Uganda Famine
Associated Press, Feb. 14, 2000
Famine in northeastern Uganda has claimed 138 lives since October, when the region's single annual harvest failed because of drought, a newspaper said Monday. Another 2,000 inhabitants of the Moroto district, 480 kilometers (300 miles) northeast of Kampala, have fled west to neighboring regions in search of work following the crop failure, said the independent Monitor newspaper. The district is inhabited mostly by the livestock -herding Karamojong tribe, who plant crops once a year to supplement their income. "Karamojong have a single cultivation season, March to September, but did not harvest any food in 1999 after a long drought that ... destroyed the crops," district official Aloysius Aloka told the newspaper.
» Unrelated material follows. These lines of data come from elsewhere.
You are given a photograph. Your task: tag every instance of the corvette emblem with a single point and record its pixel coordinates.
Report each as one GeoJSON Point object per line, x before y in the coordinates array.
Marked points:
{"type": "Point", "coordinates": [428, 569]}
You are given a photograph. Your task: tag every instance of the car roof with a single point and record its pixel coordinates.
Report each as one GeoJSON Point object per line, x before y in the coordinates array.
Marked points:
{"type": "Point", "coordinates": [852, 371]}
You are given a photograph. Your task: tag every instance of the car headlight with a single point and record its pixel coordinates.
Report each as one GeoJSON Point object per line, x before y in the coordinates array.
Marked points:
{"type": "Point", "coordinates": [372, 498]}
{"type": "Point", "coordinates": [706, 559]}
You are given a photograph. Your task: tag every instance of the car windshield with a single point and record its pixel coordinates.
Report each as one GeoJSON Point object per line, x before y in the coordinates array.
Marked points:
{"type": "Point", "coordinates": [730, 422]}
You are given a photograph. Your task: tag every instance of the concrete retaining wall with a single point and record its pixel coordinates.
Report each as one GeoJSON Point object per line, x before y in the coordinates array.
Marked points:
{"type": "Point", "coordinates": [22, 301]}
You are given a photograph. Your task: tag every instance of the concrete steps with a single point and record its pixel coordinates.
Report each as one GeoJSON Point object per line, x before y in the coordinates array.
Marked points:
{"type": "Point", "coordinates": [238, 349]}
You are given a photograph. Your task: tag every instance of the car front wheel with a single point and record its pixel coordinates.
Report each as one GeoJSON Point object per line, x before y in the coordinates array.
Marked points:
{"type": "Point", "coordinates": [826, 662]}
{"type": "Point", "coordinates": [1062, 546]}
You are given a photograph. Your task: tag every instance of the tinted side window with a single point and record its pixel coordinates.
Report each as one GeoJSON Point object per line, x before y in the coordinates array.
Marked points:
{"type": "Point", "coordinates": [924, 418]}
Lack of grazing pastures and increased frequency of cattle rustling, especially between the Karimojong and warrior pastoralist tribes across the border in western Kenya, have further diminished food security in the region, he said. The U.N. World Food Program has begun distributing food to the most vulnerable people in the area, said WFP regional head Burkard Oberle, who described the situation as critical.
Sabiny Eating Leaves
New Vision (Uganda), July 2, 2000
Over nine thousand people are facing starvation in Binyiny sub-county, in Kapchorwa [Uganda]. The LC III chairman Erifazi Cheptoris told state minister for Disaster Preparedness, Jane Frances Kuka, and LC V vice Chairman Sam Ngirio that the starving people now eat bean leaves. "Recently drought struck the sub-county affecting maize, the chief staple food crop. Most crops withered and we are expecting a very poor harvest," Cheptoris said.